Now that we have the core of the package, it's time to start getting familiar with building and installing of the package -- the ultimate test whether you package is working or not.

On the command line:

1. R CMD build cnvAnalyzeR --> checks dependencies, builds the vignette, and creates the source tar.gz
2. optional (for now): R CMD check --no-build-vignettes cnvAnalyzeR_0.99.1.tar.gz (resulting warnings and errors need to be resolved before submission to Bioconductor)
3. R CMD INSTALL cnvAnalyzeR_0.99.1.tar.gz (installs the package on your system so that it can be loaded via library from within R)

Corresponding functionality for building, checking, and installing is also available in devtools and RStudio (@LiNk-NY knows more about that).
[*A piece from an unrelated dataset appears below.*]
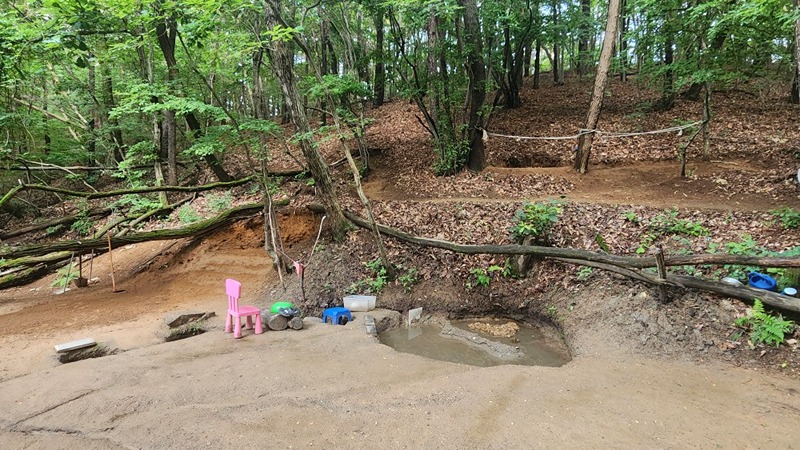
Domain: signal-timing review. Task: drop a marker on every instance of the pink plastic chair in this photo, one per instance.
(236, 311)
Responsibilities as discussed:

DESCRIPTION (@lgeistlinger)

• Minor: Consider using an Authors@R field instead of Author and Maintainer fields
• Add a BugReports field pointing to the GitHub issues page
• BiocCheck will say to update your R dependency to 3.6.0

NAMESPACE

Looks good. You might want to rename importLRR_BAF to use 'camelCase' so
that it is consistent with other functions. (@viniciushdasilva rename to importLrrBaf)

R/

• Consider providing support for MultiAssayExperiment inputs that contain
  appropriate data for running cnvExprAssoc. @lgeistlinger

• .largest can be simplified to: @lgeistlinger

.largest <- function(scores, ranges, qranges) {
    ind <- IRanges::which.max(GenomicRanges::width(ranges))
    vapply(seq_along(scores), function(i) scores[[i]][ind[i]], scores[[1]]) 
}

• Update the @param entry for all.paths @viniciushdasilva
• Check inputs to avoid errors (plotManhattan) @viniciushdasilva
• Consider using GRanges structures instead of data.frame in plotManhattan @viniciushdasilva
• Avoid saving PDF files for the user by default, make the plot.pdf argument FALSE @viniciushdasilva
• No need to use gc() explicitly @viniciushdasilva
• Functions like setupCnvGWAS should make use of structures such as RaggedExperiment rather than a collection of files. @viniciushdasilva
• Use names rather than integers to subset vectors and lists (ex. all.paths in prodGdsCnvLine:395) @viniciushdasilva
• It is more efficient to make a call to rappdirs:::get_os() once than every time you need to check the OS, therefore, assign the result to an object and use the object for checking (prodGdsCnv). @viniciushdasilva
• FWIW Perhaps GDSArray may help import GDS files (for importLRR_BAF)? @viniciushdasilva
• Vectorize where possible and use maps for matching and replacing (e.g., in replace gain / loss sections of .recodeCNVgenotype) @lgeistlinger
• Try to avoid reading in the data from a file and accept the dataset as an argument so that users can read as they choose. @viniciushdasilva
• Use TRUE and FALSE and not character versions of TRUE and FALSE @viniciushdasilva

@viniciushdasilva

Check on your @examples sections in pheno_assoc.R.
Can they be directly executed when starting R and only loading your package via library?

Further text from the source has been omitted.